Remove adaptors from short-read sequencing data. I needed a faster
tool to remove adaptor sequences from reads for my own in my own data
analysis. I wrote this in Rust because I wanted to experiment with the
libraries for parallelism. It turns out this application does not need
much in the way of parallelism. I think this code is reasonably fast.
Unlike the tools I was using previously, `adapto-rs` does not use more
cores concurrently than the number of threads specified by the user,
which is an absolute requirement of my computing environment.

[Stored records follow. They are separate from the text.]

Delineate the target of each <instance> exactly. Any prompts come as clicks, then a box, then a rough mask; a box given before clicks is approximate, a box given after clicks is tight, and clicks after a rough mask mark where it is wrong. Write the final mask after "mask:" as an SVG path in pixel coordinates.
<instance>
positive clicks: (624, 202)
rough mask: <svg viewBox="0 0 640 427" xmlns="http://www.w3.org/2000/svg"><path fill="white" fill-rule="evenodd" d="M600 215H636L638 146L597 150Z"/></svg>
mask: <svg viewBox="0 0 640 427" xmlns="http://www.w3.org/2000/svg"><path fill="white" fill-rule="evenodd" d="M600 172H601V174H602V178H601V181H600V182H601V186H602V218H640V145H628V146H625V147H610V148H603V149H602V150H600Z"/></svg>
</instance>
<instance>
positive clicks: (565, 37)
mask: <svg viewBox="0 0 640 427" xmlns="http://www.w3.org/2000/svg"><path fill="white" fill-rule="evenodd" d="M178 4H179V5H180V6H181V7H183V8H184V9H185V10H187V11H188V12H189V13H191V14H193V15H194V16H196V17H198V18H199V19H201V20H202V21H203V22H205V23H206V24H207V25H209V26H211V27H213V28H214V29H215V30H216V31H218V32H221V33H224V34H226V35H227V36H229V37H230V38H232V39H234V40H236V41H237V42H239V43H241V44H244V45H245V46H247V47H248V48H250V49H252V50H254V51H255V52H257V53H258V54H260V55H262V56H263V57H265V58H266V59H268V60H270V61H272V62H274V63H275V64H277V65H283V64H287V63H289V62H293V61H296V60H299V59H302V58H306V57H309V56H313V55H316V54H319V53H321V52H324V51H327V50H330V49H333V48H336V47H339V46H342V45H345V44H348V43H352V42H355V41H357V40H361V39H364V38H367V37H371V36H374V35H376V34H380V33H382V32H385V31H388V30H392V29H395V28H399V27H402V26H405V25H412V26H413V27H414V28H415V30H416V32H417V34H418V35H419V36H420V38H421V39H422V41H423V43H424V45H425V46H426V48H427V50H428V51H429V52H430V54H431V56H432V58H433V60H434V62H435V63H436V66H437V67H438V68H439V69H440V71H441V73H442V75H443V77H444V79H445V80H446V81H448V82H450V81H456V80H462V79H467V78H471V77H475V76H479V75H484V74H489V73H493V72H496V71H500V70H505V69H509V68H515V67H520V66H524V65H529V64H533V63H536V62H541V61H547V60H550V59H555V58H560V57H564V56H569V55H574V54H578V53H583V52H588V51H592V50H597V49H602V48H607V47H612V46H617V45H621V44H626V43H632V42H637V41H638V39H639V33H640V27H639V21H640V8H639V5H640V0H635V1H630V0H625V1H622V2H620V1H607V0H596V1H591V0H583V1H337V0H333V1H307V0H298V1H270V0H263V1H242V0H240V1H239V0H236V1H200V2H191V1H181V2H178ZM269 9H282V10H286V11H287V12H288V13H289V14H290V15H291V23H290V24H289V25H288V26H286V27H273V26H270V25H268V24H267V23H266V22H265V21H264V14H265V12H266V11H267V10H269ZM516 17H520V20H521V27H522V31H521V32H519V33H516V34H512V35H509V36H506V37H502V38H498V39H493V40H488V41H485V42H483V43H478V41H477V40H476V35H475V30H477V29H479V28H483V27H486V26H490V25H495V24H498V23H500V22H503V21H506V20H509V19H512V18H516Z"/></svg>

If you have `cargo` installed, you can build this code by doing:
```console
cargo build --release
```
in the root of the source directory, and then run
```console
./target/release/adapto-rs
```
to see the command line arguments.

If you need a static linked binary, which I currently do for a cluster
(x86, linux) environment that I do not manage, you can build one on
your own Ubuntu machine by doing the following:
```console
sudo apt install musl-tools
rustup target add x86_64-unknown-linux-musl
RUSTFLAGS='-C target-feature=+crt-static' cargo build --release --target x86_64-unknown-linux-musl
```
I think I got a smaller and possibly faster binary with this instead:
```console
RUSTFLAGS='-C target-feature=+crt-static -C codegen-units=1 -C lto -C embed-bitcode=yes' cargo build --release --target x86_64-unknown-linux-musl
```
You will then find the binary in the
`./target/x86_64-unknown-linux-musl/release/` subdirectory.